Pengenalan lingkungan sekolah dilakukan dengan memperhatikan hal sebagai berikut:
  1. perencanaan  dan  penyelenggaraan  kegiatan hanya menjadi hak guru;
  2. dilarang melibatkan siswa senior (kakak kelas) dan/atau alumni sebagai penyelenggara;
  3. dilakukan di lingkungan sekolah kecuali sekolah tidak memiliki fasilitas yang memadai;
  4. dilarang melakukan pungutan biaya maupun bentuk pungutan lainnya.
  5. wajib melakukan kegiatan yang bersifat edukatif;
  6. dilarang  bersifat  perpeloncoan  atau  tindak kekerasan lainnya;
  7. wajib menggunakan seragam dan atribut resmi dari sekolah;
  8. dilarang memberikan tugas kepada siswa baru berupa kegiatan maupun penggunaan atribut yang tidak relevan dengan aktivitas pembelajaran siswa;
  9. dapat melibatkan tenaga kependidikan yang relevan dengan materi kegiatan pengenalan lingkungan sekolah; dan
Contoh dari kegiatan dan atribut yang tidak relevan dengan aktivitas pembelajaran siswa dan dilarang digunakan dalam pelaksanaan pengenalan lingkungan sekolah tercantum dalam Lampiran III yang merupakan bagian tidak terpisahkan dari Peraturan Menteri.

CONTOH KEGIATAN DAN ATRIBUT YANG DILARANG DALAM PELAKSANAAN PENGENALAN LINGKUNGAN SEKOLAH

Contoh Atribut Yang Dilarang Dalam Pelaksanaan Pengenalan Lingkungan Sekolah
  1. Tas karung, tas belanja plastik, dan sejenisnya.
  2. Kaos kaki berwarna-warni tidak simetris, dan sejenisnya.
  3. Aksesoris di kepala yang tidak wajar.
  4. Alas kaki yang tidak wajar.
  5. Papan nama yang berbentuk rumit dan  menyulitkan  dalam pembuatannya dan/atau berisi konten yang tidak bermanfaat.
  6. Atribut lainnya yang tidak relevan dengan aktivitas pembelajaran.
Contoh Aktivitas Yang Dilarang Dalam Pelaksanaan Pengenalan Lingkungan Sekolah
  1. Memberikan tugas kepada siswa baru yang wajib membawa suatu produk dengan merk tertentu.
  2. Menghitung sesuatu yang tidak bermanfaat  (menghitung  nasi, gula, semut, dsb).
  3. Memakan dan meminum makanan dan minuman sisa yang bukan milik masing-masing siswa baru.
  4. Memberikan hukuman kepada siswa  baru  yang  tidak mendidik seperti menyiramkan air  serta  hukuman  yang bersifat fisik dan/atau mengarah pada tindak kekerasan.
  5. Memberikan  tugas  yang  tidak masuk  akal  seperti  berbicara dengan hewan atau tumbuhan serta  membawa  barang  yang sudah tidak diproduksi kembali.
  6. Aktivitas  lainnya  yang  tidak relevan  dengan  aktivitas pembelajaran.
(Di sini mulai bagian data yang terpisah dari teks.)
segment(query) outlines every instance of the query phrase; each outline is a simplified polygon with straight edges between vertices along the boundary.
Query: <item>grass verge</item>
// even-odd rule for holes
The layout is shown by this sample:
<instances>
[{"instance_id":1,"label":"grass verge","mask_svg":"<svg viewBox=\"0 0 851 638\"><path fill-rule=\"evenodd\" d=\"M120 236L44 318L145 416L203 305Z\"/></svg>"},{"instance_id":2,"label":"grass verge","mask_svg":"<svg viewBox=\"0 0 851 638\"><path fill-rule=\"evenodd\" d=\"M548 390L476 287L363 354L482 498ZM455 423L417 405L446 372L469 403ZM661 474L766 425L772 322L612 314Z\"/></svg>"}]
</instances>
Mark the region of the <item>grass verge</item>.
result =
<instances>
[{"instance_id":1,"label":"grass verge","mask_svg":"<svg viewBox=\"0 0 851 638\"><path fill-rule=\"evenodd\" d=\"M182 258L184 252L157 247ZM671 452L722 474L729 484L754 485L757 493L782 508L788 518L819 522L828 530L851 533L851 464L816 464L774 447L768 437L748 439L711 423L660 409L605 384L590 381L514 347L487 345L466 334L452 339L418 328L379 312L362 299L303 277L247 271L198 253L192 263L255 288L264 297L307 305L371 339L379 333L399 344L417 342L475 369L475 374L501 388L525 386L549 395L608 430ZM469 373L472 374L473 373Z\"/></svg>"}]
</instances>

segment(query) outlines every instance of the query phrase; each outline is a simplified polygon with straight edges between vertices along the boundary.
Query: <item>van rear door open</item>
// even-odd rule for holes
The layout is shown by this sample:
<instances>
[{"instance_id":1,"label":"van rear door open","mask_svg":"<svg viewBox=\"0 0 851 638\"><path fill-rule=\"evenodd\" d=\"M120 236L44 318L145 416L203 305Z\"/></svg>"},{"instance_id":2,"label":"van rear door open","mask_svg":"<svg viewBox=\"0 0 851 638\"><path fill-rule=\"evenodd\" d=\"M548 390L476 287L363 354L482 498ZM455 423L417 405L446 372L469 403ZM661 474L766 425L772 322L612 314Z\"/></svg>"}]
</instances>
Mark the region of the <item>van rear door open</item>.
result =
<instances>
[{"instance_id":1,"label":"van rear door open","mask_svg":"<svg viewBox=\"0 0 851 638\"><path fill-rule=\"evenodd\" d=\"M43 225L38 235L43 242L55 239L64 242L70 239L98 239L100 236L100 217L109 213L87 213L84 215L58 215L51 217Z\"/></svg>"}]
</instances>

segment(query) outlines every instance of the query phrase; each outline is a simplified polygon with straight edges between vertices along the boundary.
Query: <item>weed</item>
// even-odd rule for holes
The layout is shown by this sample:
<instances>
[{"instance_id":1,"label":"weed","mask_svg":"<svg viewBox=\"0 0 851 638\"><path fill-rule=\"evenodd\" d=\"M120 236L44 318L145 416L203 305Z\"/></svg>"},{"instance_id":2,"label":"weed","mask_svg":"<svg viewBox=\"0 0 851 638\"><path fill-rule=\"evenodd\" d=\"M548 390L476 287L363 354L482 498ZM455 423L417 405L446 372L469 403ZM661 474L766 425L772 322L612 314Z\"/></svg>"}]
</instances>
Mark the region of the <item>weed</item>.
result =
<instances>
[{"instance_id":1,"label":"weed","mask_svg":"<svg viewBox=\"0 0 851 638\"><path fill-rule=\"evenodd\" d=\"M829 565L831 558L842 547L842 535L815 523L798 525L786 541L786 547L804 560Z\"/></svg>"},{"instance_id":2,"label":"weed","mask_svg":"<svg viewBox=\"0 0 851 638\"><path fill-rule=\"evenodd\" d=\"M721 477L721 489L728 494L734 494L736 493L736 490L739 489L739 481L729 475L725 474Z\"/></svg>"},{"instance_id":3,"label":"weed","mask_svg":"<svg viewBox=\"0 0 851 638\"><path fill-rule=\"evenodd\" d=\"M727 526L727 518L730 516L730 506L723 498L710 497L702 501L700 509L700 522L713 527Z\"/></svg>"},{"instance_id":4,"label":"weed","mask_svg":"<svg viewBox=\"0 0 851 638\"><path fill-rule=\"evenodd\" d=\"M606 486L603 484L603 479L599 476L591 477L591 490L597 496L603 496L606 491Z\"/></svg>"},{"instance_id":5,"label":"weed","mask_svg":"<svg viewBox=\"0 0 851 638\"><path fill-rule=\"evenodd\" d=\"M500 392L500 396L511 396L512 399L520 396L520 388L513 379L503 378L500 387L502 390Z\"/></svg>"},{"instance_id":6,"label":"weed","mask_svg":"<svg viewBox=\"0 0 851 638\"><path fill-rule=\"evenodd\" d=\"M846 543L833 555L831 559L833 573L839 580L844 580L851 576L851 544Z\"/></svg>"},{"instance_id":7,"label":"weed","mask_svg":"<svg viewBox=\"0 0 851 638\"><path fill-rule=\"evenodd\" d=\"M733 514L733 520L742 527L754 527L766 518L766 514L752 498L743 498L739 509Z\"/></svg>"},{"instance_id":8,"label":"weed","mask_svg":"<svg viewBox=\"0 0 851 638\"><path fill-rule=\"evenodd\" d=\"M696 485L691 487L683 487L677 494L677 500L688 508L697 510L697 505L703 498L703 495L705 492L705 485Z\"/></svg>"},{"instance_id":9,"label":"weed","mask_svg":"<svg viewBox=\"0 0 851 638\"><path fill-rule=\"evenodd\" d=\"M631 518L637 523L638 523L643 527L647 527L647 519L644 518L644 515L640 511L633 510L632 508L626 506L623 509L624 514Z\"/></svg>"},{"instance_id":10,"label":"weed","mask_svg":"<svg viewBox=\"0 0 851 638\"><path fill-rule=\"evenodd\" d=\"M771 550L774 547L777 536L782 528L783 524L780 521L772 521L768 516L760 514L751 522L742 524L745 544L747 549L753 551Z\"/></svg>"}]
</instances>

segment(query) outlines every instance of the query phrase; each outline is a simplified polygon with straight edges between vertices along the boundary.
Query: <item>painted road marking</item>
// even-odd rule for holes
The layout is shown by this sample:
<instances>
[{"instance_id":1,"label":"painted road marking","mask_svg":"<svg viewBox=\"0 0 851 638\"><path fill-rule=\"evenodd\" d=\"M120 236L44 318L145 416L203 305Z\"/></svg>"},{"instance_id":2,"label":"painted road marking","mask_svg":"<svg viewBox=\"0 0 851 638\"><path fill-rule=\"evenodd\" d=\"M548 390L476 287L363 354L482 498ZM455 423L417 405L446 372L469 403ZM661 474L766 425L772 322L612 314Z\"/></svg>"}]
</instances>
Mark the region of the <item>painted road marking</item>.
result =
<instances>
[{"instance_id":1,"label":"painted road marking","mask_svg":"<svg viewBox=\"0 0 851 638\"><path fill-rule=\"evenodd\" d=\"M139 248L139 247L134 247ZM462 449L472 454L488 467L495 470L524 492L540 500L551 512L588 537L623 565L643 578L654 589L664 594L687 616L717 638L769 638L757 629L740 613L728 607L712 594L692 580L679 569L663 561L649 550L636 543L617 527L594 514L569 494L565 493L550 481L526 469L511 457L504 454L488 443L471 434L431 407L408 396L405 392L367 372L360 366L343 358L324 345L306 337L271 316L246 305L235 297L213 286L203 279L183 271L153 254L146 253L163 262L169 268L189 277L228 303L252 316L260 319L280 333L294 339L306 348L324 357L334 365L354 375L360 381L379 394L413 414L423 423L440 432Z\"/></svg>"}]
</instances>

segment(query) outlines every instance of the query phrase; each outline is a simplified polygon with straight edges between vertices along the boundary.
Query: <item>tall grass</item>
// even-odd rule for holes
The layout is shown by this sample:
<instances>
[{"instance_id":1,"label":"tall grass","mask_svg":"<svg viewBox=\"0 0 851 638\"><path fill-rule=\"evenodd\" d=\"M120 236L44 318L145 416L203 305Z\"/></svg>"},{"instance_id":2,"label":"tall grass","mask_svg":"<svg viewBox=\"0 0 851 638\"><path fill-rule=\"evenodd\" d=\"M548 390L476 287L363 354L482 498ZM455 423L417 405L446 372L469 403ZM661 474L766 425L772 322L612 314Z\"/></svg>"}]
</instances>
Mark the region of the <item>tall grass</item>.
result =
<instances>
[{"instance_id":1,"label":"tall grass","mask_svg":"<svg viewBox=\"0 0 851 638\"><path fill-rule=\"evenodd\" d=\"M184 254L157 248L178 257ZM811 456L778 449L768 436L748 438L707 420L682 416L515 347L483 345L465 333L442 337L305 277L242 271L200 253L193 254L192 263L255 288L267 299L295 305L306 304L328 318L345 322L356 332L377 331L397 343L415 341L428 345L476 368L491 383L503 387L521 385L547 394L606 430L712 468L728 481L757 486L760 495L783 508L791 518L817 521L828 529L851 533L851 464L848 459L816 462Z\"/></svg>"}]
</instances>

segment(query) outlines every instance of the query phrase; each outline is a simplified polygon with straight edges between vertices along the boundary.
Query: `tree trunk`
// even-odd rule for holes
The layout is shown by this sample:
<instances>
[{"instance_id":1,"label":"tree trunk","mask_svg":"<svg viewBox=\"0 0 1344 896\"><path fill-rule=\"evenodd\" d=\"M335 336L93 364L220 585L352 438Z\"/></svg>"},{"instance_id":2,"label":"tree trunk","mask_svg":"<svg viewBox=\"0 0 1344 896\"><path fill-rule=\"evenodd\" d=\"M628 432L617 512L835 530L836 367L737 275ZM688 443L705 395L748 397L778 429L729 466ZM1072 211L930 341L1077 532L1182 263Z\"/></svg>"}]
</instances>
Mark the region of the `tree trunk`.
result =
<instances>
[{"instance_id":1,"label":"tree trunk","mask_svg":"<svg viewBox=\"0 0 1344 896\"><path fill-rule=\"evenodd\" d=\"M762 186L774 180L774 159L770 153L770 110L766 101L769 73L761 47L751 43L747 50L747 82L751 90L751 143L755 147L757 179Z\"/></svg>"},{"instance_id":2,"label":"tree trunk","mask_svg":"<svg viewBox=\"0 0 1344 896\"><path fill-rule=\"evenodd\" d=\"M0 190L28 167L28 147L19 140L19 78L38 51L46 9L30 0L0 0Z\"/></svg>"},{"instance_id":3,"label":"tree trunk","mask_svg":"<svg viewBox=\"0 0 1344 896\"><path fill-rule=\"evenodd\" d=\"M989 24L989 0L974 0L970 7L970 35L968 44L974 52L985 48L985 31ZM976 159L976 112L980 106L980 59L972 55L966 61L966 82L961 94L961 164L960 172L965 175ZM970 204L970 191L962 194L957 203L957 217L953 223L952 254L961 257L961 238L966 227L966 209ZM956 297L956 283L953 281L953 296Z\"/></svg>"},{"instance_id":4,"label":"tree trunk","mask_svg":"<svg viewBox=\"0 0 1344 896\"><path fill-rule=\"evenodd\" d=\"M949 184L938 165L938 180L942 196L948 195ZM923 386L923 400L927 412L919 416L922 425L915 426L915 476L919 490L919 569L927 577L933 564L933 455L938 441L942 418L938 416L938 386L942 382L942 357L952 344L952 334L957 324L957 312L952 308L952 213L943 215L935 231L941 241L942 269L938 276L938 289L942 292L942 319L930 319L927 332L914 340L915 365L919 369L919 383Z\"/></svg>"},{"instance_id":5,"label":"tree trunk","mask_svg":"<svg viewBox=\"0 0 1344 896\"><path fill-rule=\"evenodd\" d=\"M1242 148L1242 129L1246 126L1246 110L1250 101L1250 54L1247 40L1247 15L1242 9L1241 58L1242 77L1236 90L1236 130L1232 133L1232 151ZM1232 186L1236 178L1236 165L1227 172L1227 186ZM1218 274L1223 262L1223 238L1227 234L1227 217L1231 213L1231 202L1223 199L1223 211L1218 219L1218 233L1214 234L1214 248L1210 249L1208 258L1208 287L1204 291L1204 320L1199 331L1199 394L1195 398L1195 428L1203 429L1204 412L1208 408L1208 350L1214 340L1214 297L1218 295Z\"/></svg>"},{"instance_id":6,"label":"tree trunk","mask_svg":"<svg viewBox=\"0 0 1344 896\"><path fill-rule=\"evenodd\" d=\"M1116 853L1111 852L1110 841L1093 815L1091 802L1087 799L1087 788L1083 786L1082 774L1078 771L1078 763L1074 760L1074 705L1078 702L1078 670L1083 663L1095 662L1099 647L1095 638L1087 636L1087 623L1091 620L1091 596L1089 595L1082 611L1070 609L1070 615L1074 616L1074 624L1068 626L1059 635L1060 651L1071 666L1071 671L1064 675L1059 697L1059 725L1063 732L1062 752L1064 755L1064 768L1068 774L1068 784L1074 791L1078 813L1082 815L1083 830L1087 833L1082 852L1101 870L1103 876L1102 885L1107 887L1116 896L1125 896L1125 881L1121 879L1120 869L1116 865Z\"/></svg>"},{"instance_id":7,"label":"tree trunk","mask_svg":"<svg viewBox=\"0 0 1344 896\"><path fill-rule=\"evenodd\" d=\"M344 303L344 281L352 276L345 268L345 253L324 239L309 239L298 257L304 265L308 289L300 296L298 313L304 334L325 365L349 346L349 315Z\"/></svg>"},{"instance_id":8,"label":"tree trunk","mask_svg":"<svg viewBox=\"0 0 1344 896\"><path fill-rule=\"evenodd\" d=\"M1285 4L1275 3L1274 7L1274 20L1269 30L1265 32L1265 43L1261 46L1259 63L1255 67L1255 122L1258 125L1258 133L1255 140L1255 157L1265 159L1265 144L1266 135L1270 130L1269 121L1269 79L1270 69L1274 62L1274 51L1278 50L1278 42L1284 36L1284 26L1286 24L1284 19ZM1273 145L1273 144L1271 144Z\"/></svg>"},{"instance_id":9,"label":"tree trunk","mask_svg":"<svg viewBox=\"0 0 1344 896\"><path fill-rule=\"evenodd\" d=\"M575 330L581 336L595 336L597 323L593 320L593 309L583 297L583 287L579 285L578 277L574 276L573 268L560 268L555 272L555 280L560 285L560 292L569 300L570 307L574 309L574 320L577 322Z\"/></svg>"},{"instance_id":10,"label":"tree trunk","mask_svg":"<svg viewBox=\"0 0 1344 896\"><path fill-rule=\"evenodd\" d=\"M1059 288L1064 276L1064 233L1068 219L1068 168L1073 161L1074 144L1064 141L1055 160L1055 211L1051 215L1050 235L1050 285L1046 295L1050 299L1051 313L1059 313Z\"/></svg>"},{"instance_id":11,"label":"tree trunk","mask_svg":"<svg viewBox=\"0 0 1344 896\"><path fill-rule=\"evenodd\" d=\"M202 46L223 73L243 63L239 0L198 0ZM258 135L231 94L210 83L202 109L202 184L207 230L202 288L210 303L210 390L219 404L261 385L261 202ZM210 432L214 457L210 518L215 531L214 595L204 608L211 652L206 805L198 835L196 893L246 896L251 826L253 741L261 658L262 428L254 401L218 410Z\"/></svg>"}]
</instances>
Penyelenggaraan  kegiatan  pengenalan  lingkungan sekolah oleh guru,  pada  sekolah menengah pertama,  sekolah menengah atas, dan sekolah menengah kejuruan, dapat dibantu  oleh  siswa apabila terdapat keterbatasan jumlah guru dan/atau untuk efektivitas dan efisiensi pelaksanaan pengenalan lingkungan sekolah dengan syarat sebagai berikut:
  1. siswa merupakan pengurus Organisasi Siswa Intra  Sekolah  (OSIS)  dan/atau  Majelis Perwakilan Kelas (MPK) dengan jumlah paling banyak  2  (dua)  orang  per rombongan belajar/kelas; dan
  2. siswa tidak memiliki kecenderungan sifat-sifat buruk dan/atau riwayat sebagai pelaku tindak kekerasan.
Dalam hal sekolah belum memiliki pengurus OSIS dan/atau MPK, sekolah dapat dibantu oleh siswa dengan syarat sebagai berikut:
  1. siswa  tidak  memiliki  kecenderungan  sifat buruk dan riwayat sebagai pelaku tindak kekerasan; dan
  2. memiliki prestasi akademik dan nonakademik yang baik dibuktikan dengan nilai rapor dan penghargaan  nonakademik  atau  memiliki kemampuan  manajerial  dan kepemimpinan yang dibuktikan dengan keikutsertaan dalam berbagai kegiatan positif di dalam dan di luar sekolah.
Dinas pendidikan provinsi/kabupaten/kota sesuai dengan kewenangannya wajib mengawasi kegiatan pengenalan lingkungan sekolah. Apabila dalam pelaksanaan pengenalan lingkungan sekolah  terjadi pelanggaran,  dinas  pendidikan provinsi/kabupaten/kota  sesuai  kewenangannya wajib menghentikan  kegiatan pengenalan lingkungan sekolah.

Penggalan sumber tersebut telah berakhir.